The policy is welcome but it is also a missed opportunity to spark greater shifts in consumer behaviour and a wider conversation about consumption and wastefulness.

Behavioural psychologists describe the phenomenon of ‘spillover effects’ where engaging in one activity affects the likelihood of engaging in another. One such effect is called ‘the foot in the door’ effect: individuals who have already agreed to an initial small request are more likely to agree to a subsequent, larger, request. The classic example of this is an experiment in which homeowners in California were initially asked to display a small sticker in their car or window urging safe driving, and then subsequently asked to place a large sign in their front lawn.

Individuals who were asked to put the sign in their lawn without previously being asked to display the sticker had a relatively low rate of ‘compliance’. Individuals who were asked to display the sticker urging safe driving and then subsequently asked to display a sign with a different message (to ‘Keep California Beautiful’) had significantly higher rates of compliance. When the sticker and the sign both urged similar behaviour, compliance increased again (though by a much smaller margin).

In explaining this shift, the researchers suggested that agreeing to the first request might help to induce an attitudinal shift in an individual. Having started to think of themselves as ‘the kind of person who does this sort of thing’, their later action is more likely to be consistent with this self-perception. Having said which, spillovers can be negative as well as positive (such as in the cases of moral licensing, where I allow myself to eat an entire packet of biscuits as a reward for going for a short run), and in any real world scenario there are other behaviours, desires, and impulses which may take precedence.
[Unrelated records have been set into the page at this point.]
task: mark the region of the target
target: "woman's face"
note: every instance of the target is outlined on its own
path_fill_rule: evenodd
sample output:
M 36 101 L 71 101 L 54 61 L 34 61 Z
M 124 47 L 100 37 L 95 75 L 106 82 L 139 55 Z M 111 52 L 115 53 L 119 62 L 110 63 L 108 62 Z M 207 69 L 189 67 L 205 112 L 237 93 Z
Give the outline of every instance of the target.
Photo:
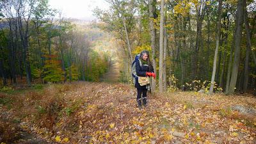
M 142 59 L 143 59 L 143 60 L 147 61 L 148 60 L 148 56 L 147 54 L 144 54 L 142 56 Z

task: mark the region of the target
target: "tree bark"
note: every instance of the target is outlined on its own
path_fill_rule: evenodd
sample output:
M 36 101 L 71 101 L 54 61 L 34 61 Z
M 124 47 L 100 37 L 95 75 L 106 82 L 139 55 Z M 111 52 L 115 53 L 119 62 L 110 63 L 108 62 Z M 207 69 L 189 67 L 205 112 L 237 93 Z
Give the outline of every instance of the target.
M 160 38 L 159 38 L 159 91 L 163 92 L 163 56 L 164 56 L 164 0 L 161 1 Z
M 164 58 L 163 66 L 163 77 L 164 83 L 164 91 L 167 90 L 167 75 L 166 75 L 166 54 L 168 47 L 168 34 L 166 28 L 164 28 Z
M 152 64 L 153 68 L 154 70 L 154 73 L 157 75 L 156 70 L 156 29 L 154 27 L 154 19 L 156 19 L 156 0 L 149 0 L 148 1 L 148 8 L 149 8 L 149 29 L 150 30 L 150 43 L 151 43 L 151 49 L 152 49 Z M 151 83 L 151 90 L 152 92 L 154 92 L 156 86 L 156 80 L 155 79 L 152 79 Z
M 245 1 L 245 0 L 244 0 Z M 236 40 L 235 40 L 235 51 L 233 63 L 232 72 L 230 78 L 230 82 L 228 88 L 228 93 L 232 94 L 235 92 L 235 87 L 237 79 L 238 68 L 240 63 L 240 51 L 241 51 L 241 41 L 242 39 L 242 28 L 244 22 L 244 1 L 239 1 L 237 3 L 237 10 L 236 12 Z
M 219 0 L 216 43 L 216 47 L 215 47 L 214 60 L 214 63 L 213 63 L 212 75 L 212 79 L 211 80 L 211 87 L 210 87 L 210 90 L 209 92 L 209 94 L 212 94 L 213 88 L 214 87 L 214 78 L 215 78 L 215 73 L 216 73 L 216 70 L 218 51 L 219 50 L 220 32 L 221 32 L 220 30 L 221 30 L 221 15 L 222 15 L 222 0 Z
M 246 6 L 244 1 L 244 6 Z M 244 60 L 244 81 L 243 86 L 243 92 L 246 92 L 248 88 L 248 83 L 249 79 L 249 57 L 250 57 L 250 51 L 252 51 L 252 42 L 251 42 L 251 34 L 249 29 L 249 24 L 247 21 L 248 16 L 247 16 L 247 10 L 245 8 L 244 10 L 244 20 L 245 25 L 245 30 L 246 32 L 246 53 L 245 55 L 245 60 Z M 256 63 L 256 61 L 255 61 Z

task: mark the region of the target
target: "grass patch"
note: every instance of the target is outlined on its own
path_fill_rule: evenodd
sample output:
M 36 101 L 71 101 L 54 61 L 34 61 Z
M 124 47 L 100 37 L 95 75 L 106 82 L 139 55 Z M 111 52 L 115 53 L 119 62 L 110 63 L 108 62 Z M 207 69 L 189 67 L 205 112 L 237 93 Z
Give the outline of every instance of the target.
M 12 94 L 15 92 L 14 88 L 10 86 L 3 86 L 3 88 L 0 88 L 0 92 L 6 93 L 6 94 Z
M 221 108 L 220 111 L 220 115 L 222 117 L 228 117 L 232 114 L 231 108 Z

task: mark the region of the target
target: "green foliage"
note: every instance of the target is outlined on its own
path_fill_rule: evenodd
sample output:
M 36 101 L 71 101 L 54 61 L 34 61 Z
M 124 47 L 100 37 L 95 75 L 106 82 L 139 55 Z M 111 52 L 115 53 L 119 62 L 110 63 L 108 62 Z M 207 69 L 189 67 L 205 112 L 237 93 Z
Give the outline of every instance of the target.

Some people are wary of applying behavioural insights to policy making but since 2010 the government has no such qualms, setting up and growing the Behavioural Impact Unit (whose founder David Halpern recently spoke at the RSA). Its work shows how small re-calibrations of the choices presented to individuals can yield significant behavioural change.
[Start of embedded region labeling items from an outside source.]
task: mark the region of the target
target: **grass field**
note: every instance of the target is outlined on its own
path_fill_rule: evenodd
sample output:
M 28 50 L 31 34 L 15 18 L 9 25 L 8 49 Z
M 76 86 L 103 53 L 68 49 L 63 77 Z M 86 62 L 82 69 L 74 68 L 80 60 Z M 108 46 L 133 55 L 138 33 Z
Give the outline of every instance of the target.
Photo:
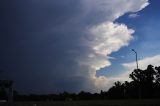
M 8 105 L 0 104 L 0 106 L 8 106 Z M 15 102 L 9 106 L 160 106 L 160 100 Z

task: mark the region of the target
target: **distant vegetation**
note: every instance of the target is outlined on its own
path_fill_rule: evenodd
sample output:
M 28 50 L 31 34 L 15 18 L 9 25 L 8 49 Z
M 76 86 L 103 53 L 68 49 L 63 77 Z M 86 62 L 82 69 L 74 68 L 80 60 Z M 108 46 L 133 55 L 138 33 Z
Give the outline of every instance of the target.
M 147 69 L 135 69 L 129 77 L 131 82 L 117 81 L 108 91 L 90 93 L 81 91 L 78 94 L 63 92 L 48 95 L 20 95 L 14 92 L 15 101 L 77 101 L 77 100 L 106 100 L 106 99 L 152 99 L 160 98 L 160 66 L 148 65 Z M 4 99 L 4 91 L 0 89 L 0 98 Z

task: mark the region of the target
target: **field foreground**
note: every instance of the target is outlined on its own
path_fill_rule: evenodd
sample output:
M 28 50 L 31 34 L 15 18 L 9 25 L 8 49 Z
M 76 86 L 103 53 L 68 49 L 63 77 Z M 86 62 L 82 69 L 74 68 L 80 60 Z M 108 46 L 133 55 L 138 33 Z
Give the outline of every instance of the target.
M 8 106 L 0 103 L 0 106 Z M 15 102 L 9 106 L 160 106 L 160 100 Z

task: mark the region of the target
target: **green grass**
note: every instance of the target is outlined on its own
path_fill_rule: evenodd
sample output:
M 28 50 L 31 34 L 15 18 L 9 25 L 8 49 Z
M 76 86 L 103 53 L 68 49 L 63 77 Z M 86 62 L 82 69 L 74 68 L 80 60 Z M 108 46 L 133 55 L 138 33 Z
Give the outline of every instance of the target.
M 0 104 L 0 106 L 7 106 L 7 105 Z M 11 106 L 160 106 L 160 100 L 15 102 Z

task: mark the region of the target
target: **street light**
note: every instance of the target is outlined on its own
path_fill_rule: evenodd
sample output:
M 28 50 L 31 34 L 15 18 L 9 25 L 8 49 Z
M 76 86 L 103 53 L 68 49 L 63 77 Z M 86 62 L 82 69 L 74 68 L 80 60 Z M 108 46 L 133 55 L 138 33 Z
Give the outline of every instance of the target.
M 134 49 L 132 49 L 132 51 L 136 54 L 136 64 L 137 64 L 137 70 L 138 70 L 138 59 L 137 59 L 137 52 L 134 50 Z
M 136 54 L 136 64 L 137 64 L 137 71 L 138 71 L 138 59 L 137 59 L 137 52 L 134 50 L 134 49 L 132 49 L 132 51 Z M 140 84 L 140 79 L 139 79 L 139 84 Z M 139 90 L 138 90 L 138 95 L 139 95 L 139 99 L 141 99 L 141 84 L 140 84 L 140 86 L 139 86 Z

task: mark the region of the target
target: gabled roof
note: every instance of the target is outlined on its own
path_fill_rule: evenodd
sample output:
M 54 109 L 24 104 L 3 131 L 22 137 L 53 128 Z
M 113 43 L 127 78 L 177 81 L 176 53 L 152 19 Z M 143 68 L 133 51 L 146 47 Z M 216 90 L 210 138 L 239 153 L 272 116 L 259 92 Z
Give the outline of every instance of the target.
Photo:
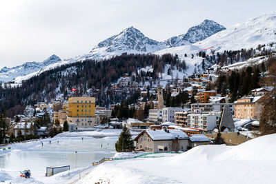
M 192 142 L 210 142 L 210 139 L 204 134 L 193 134 L 190 136 Z
M 176 140 L 176 139 L 188 139 L 189 136 L 180 130 L 168 130 L 166 132 L 164 130 L 146 130 L 141 132 L 134 141 L 137 141 L 138 139 L 144 134 L 147 134 L 149 137 L 153 141 L 161 140 Z

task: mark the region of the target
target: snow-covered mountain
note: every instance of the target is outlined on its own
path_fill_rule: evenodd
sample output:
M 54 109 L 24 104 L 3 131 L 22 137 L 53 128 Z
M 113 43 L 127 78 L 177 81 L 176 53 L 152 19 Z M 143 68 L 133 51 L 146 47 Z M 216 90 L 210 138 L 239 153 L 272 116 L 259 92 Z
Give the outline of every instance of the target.
M 166 47 L 161 42 L 146 37 L 139 30 L 130 27 L 100 42 L 88 54 L 80 57 L 77 60 L 106 59 L 124 52 L 147 54 Z
M 100 42 L 87 54 L 63 60 L 52 55 L 43 62 L 28 62 L 10 68 L 4 67 L 0 70 L 0 81 L 14 81 L 19 83 L 22 80 L 63 64 L 87 59 L 103 59 L 124 52 L 177 54 L 189 66 L 186 71 L 188 74 L 200 69 L 202 59 L 195 56 L 200 50 L 211 48 L 216 51 L 224 51 L 255 48 L 259 44 L 267 44 L 275 41 L 276 13 L 248 19 L 228 30 L 213 21 L 205 20 L 199 25 L 190 28 L 186 34 L 172 37 L 164 42 L 150 39 L 139 30 L 130 27 Z M 187 57 L 185 54 L 187 54 Z M 193 59 L 191 59 L 192 54 L 195 55 Z
M 168 39 L 164 43 L 169 47 L 189 45 L 224 30 L 226 28 L 223 25 L 214 21 L 206 19 L 199 25 L 190 28 L 187 33 Z
M 61 59 L 53 54 L 43 62 L 26 62 L 23 65 L 13 68 L 4 67 L 0 70 L 0 81 L 8 82 L 18 76 L 26 76 L 39 71 L 43 68 L 61 62 Z
M 276 13 L 265 14 L 237 23 L 195 43 L 201 48 L 214 47 L 216 51 L 256 48 L 259 44 L 276 41 Z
Given this, the introduction of the plastic bag levy could surely have been an opportunity to catalyse wider change. Instead of not using or reusing plastic bags being seen primarily as a cost-avoidance measure by consumers introducing the policy with an unashamed tone of environmentalism and celebrating the possible emergence of new green behaviours may have cultivated different attitudinal change. It could have helped lead people to see themselves as green consumers (or, at least, not wasteful). This attitudinal change could then have yielded additional pro-environmental behaviours, either through support for further government action (such as a drive to reduce plastic in food packaging) or voluntary corporate or consumer action.

The levy could also have prompted a civic conversation about consumption more broadly. Indeed the latent potential of the levy as a catalyst for a re-thinking of our approach to consumption outweighs its direct environmental worth.
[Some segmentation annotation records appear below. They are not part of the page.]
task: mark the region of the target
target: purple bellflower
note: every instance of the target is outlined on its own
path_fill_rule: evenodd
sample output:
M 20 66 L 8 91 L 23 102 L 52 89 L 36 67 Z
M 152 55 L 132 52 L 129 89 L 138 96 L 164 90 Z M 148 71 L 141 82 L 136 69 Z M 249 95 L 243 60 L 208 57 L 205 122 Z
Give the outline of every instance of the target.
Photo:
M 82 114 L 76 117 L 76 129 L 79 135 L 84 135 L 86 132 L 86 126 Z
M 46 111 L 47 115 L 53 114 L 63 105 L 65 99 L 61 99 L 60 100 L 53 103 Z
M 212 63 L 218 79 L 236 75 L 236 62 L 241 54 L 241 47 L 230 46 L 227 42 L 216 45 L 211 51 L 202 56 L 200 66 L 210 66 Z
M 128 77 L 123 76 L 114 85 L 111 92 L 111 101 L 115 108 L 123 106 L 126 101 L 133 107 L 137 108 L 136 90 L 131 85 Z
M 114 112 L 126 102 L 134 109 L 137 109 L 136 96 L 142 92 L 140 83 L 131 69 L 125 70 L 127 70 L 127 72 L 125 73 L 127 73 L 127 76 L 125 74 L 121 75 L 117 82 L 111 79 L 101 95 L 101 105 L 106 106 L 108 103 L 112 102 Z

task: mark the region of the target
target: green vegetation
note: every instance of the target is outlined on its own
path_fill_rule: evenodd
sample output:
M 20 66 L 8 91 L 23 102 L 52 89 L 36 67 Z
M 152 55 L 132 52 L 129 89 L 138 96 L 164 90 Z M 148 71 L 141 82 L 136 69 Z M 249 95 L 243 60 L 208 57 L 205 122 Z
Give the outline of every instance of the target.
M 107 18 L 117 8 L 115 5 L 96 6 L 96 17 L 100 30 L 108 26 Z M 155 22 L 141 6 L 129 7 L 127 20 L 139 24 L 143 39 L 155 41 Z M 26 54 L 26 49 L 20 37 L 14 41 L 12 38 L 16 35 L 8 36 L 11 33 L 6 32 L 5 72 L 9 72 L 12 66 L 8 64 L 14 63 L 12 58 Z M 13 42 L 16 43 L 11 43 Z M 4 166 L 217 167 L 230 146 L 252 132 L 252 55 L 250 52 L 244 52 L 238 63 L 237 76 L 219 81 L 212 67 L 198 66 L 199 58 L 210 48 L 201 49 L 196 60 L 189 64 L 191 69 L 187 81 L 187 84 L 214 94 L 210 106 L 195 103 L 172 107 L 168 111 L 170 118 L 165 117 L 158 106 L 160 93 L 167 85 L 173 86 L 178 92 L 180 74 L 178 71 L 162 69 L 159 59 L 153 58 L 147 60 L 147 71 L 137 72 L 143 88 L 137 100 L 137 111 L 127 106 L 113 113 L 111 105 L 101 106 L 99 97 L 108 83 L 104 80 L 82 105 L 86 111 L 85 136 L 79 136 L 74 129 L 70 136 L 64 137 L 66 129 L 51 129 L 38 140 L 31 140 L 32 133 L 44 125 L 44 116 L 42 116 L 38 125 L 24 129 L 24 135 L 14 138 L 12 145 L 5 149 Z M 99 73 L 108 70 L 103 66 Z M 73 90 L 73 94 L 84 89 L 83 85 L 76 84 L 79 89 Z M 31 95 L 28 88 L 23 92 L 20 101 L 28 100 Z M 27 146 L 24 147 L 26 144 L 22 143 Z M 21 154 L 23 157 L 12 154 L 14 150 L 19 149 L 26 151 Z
These conversations are already happening; the RSA’s Great Recovery Project is an excellent example of how approaching these issues in the context of design can energise people to think not only about their own consumption, but about material flows through society as a whole. Unfortunately, these discussions have yet to break into the public sphere for a sustained period of time.

Given the Government’s enthusiasm for using behavioural science in public policy, their reluctance to do so in the context of the levy might seem surprising. Unfortunately, it does seem consistent with their approach to environmental issues since the election, with cuts to subsidies for renewable energy, abolition of zero-carbon standards for new houses, and reduced incentives to drive fuel-efficient cars. It is the government’s lack of commitment to tackling environmental problems, rather than an antipathy towards the use of behavioural methodologies in public policy that provides the best explanation for this wasted chance.

The plastic bag levy is therefore merely a good one off initiative rather than an element in a much needed broader strategy for environmental behaviour change.